Conservative Thomas Klestil elected president of Austria


VIENNA, Austria -- Thomas Klestil, the chief of Austria's diplomatic corps and a former ambassador to the United States, was elected yesterday to succeed President Kurt Waldheim, whose record as an officer in Hitler's army isolated the country diplomatically for six years.

In a runoff between the top two candidates to emerge from initial voting last month, Mr. Klestil, the 59-year-old candidate of the conservative People's Party, received more than 56 percent of the votes, against about 43 percent for Rudolf Streicher, the Social Democratic candidate and a former minister of transport and state industries.

The results for the largely ceremonial presidency were based on preliminary tallies of all votes except those cast by Austrians abroad.

Mr. Klestil, who was an almost unknown career diplomat when he was nominated, scored the highest percentage of any presidential candidate since World War II.
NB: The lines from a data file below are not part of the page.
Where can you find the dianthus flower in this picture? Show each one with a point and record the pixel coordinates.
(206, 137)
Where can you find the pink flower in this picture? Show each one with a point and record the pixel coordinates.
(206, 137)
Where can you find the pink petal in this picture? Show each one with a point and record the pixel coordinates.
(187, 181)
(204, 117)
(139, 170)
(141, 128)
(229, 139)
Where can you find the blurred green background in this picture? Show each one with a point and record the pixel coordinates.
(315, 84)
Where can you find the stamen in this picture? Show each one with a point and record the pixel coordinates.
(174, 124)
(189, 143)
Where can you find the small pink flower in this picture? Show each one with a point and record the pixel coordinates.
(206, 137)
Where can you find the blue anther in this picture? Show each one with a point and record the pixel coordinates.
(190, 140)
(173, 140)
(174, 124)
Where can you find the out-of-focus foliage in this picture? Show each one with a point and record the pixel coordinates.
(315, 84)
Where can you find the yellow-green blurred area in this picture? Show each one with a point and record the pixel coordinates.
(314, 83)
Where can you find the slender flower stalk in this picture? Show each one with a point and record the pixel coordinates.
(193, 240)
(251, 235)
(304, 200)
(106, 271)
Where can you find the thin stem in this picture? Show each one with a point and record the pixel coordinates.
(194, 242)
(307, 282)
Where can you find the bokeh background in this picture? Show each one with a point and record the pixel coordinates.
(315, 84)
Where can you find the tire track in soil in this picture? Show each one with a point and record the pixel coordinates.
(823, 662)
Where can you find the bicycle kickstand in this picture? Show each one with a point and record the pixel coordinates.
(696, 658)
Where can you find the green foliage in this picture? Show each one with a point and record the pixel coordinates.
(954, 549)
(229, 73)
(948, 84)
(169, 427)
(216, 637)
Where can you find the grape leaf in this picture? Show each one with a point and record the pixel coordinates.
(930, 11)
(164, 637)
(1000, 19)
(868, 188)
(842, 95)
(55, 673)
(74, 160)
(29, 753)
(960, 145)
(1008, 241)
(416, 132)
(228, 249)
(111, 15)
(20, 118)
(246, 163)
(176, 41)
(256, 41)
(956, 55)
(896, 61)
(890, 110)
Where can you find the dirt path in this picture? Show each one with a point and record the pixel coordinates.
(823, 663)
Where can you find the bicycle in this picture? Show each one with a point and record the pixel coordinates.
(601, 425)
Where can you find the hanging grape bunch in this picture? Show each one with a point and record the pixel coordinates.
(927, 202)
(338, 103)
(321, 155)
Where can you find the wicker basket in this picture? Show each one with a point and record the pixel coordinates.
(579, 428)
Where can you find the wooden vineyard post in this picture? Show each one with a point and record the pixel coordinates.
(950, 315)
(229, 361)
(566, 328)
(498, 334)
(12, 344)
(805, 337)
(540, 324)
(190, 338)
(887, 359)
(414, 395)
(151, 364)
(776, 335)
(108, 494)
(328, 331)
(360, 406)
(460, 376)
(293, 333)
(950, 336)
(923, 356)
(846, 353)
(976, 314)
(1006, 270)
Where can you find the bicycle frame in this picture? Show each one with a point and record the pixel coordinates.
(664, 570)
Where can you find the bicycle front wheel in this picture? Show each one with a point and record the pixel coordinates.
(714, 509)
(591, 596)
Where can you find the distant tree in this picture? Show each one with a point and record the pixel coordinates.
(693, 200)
Mr. Waldheim has been ostracized politically because he served as an intelligence officer for the German army in World War II and then covered up his activities when they became public in 1986.

The isolation may end when Mr. Klestil's term begins July 8.

"I intend as soon as possible after my inauguration to engage the neighboring countries and most important European Community countries in short working visits," Mr. Klestil told Austrian Radio last evening.

He said he would also try -- as he did in 1986 when he was ambassador to the United States -- to convince the United States of what he called the unjust decision to bar Mr. Waldheim as an undesirable alien.

The election results show that Mr. Klestil succeeded in picking up nearly all the votes that had gone to the far-right Freedom Party candidate, Heide Schmidt, in the first vote, on April 26.